The U.S. West Texas Intermediate crude May contract fell 26 cents, or around 0.5%, to $49.98 a barrel by 4:05AM ET (08:05GMT), after falling to an overnight low of $49.93. The U.S. benchmark lost 36 cents on Monday.
Elsewhere, Brent oil for June delivery on the ICE Futures Exchange in London shed 29 cents to $52.83 a barrel. The global benchmark declined 41 cents a day earlier.
Oil was pressured after Libya announced the production resumption at the Sharara field, the country's largest, after a one-week shutdown. The field was producing around 220,000 barrels per day prior to the March 27 closure.
Meanwhile, U.S. drillers last week added rigs for an 11th week in a row, data from energy services company Baker Hughes showed on Friday, extending a 10-month drilling recovery.
That brought the total count to 662, the most since September 2015, underlining concern that an ongoing rebound in U.S. shale production could derail efforts by other major producers to rebalance global oil supply and demand.
OPEC agreed in November last year to curb its output by about 1.2 million barrels per day between January and June. Russia and 10 other non-OPEC producers have agreed to jointly cut by an additional 600,000 barrels per day.
In total, they agreed to reduce output by 1.8 million barrels per day to 32.5 million for the first six months of the year, but so far the move has had little impact on inventory levels.
A joint committee of ministers from OPEC and non-OPEC oil producers will meet in late April to present its recommendation on the fate of the pact. A final decision on whether or not to extend the deal beyond June will be taken by the oil cartel on May 25.
Traders now looked ahead to weekly data from the U.S. on stockpiles of crude and refined products.
Industry group the American Petroleum Institute is due to release its weekly report at 4:30PM ET (20:30GMT) later on Tuesday. Official data from the Energy Information Administration will be released Wednesday, amid forecasts for an oil-stock drop of 0.5 million barrels.

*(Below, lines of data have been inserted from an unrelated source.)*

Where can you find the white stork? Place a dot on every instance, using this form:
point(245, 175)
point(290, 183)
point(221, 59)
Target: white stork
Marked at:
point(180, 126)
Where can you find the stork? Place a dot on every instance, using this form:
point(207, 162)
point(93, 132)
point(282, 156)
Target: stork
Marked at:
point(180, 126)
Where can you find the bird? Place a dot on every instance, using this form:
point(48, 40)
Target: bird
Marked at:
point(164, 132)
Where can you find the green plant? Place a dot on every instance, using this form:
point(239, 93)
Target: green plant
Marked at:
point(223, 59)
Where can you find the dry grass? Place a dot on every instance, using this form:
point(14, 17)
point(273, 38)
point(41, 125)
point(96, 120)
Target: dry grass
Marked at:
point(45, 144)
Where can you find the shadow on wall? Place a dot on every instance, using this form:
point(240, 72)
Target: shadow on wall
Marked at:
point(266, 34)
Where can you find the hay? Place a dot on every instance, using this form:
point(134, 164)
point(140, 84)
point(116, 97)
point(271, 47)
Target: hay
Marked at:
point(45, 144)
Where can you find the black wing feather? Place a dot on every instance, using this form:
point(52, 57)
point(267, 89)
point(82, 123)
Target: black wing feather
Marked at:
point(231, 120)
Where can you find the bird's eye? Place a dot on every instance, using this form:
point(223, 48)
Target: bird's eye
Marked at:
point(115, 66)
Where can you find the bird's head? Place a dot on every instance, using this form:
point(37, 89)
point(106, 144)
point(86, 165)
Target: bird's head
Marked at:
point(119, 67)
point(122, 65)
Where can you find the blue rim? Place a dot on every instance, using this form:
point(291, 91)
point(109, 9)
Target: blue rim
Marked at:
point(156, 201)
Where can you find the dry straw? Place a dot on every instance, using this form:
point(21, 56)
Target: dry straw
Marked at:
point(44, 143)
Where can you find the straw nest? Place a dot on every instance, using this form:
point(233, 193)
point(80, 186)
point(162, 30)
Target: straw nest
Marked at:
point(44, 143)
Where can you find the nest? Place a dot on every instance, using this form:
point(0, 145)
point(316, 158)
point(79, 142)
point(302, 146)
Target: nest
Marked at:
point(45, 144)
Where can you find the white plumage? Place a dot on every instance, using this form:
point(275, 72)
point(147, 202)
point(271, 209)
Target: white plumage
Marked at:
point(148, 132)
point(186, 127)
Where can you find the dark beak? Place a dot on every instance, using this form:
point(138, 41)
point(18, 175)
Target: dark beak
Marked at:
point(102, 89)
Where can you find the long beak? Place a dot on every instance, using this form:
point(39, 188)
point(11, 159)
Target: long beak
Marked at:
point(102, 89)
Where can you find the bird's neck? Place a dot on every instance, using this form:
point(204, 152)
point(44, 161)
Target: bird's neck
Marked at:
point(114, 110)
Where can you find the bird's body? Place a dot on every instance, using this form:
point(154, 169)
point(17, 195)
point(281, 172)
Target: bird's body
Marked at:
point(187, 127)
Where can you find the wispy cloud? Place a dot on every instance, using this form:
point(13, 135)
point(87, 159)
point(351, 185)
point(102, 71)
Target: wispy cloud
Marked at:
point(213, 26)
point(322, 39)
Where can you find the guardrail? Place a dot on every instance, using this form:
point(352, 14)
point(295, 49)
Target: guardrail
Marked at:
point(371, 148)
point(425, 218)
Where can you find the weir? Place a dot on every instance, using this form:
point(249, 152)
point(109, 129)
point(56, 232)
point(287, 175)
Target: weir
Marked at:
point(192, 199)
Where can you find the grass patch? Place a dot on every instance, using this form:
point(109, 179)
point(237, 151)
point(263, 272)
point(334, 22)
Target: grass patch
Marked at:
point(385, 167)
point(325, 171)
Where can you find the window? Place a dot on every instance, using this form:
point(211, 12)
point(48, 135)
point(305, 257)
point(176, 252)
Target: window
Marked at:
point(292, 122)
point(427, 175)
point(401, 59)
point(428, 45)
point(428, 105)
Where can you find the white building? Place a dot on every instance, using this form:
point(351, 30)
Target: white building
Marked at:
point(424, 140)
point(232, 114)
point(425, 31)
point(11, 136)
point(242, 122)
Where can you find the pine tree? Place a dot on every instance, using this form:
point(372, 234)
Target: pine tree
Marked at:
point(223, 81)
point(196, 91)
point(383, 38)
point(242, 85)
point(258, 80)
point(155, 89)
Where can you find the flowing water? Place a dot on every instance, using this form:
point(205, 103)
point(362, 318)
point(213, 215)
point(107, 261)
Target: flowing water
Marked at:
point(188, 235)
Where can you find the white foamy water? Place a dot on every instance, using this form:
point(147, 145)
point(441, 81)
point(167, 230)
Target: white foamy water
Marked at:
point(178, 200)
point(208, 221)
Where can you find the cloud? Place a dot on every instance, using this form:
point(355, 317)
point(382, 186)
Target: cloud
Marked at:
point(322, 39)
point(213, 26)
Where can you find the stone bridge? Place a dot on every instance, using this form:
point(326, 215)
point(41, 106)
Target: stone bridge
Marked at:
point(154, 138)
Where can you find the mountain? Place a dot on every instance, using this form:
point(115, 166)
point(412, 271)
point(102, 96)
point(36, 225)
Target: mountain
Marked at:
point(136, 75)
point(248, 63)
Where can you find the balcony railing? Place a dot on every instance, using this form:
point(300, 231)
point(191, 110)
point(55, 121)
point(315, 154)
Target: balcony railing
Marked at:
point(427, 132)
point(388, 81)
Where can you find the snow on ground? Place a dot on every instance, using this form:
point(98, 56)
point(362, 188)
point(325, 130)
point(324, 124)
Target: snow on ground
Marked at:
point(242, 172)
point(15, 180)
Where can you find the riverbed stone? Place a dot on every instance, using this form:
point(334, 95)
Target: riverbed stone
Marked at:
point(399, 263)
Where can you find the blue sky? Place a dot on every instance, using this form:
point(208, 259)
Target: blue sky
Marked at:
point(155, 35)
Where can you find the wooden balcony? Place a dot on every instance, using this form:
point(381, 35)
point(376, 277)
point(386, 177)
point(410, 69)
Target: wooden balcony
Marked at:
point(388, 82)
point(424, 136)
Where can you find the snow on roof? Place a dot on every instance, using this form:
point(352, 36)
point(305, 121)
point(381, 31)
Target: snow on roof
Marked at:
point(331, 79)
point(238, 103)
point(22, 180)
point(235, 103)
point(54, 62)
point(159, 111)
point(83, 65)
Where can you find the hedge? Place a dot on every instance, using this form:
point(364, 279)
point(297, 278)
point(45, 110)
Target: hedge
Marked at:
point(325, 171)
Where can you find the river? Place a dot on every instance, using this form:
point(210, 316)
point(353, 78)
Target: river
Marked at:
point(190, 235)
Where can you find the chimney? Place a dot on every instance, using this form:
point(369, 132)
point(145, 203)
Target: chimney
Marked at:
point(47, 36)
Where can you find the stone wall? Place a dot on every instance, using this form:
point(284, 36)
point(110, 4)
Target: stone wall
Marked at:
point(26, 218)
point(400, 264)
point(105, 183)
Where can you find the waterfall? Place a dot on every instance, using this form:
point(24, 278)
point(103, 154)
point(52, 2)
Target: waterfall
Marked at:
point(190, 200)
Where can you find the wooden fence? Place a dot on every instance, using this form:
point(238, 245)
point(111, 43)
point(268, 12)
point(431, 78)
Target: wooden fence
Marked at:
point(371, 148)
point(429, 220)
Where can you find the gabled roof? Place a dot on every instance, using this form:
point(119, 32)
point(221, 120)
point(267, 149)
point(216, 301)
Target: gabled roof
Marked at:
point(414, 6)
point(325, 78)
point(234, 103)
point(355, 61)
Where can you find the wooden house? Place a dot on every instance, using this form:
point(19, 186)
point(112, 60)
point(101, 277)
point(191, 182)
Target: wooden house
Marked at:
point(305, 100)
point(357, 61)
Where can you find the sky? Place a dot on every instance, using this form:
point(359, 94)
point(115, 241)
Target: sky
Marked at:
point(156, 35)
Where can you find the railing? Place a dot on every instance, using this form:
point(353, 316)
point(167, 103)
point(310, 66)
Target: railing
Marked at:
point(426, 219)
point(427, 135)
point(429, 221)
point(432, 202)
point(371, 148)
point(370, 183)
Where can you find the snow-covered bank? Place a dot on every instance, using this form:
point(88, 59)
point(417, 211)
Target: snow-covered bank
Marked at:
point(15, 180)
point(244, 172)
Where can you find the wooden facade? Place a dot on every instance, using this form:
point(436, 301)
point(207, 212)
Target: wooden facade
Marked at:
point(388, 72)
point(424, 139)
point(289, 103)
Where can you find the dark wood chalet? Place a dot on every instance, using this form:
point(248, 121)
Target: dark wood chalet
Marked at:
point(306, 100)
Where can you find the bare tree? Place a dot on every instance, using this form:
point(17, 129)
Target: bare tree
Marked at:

Last week's numbers showed U.S. output helped boost crude inventories to record highs, feeding concerns about a global glut.
Elsewhere on Nymex, gasoline futures for May dipped 0.8 cents, or 0.5%, to $1.687 a gallon, while May heating oil slumped 0.7 cents to $1.555 a gallon.
Natural gas futures for May delivery added 0.7 cents to $3.135 per million British thermal units.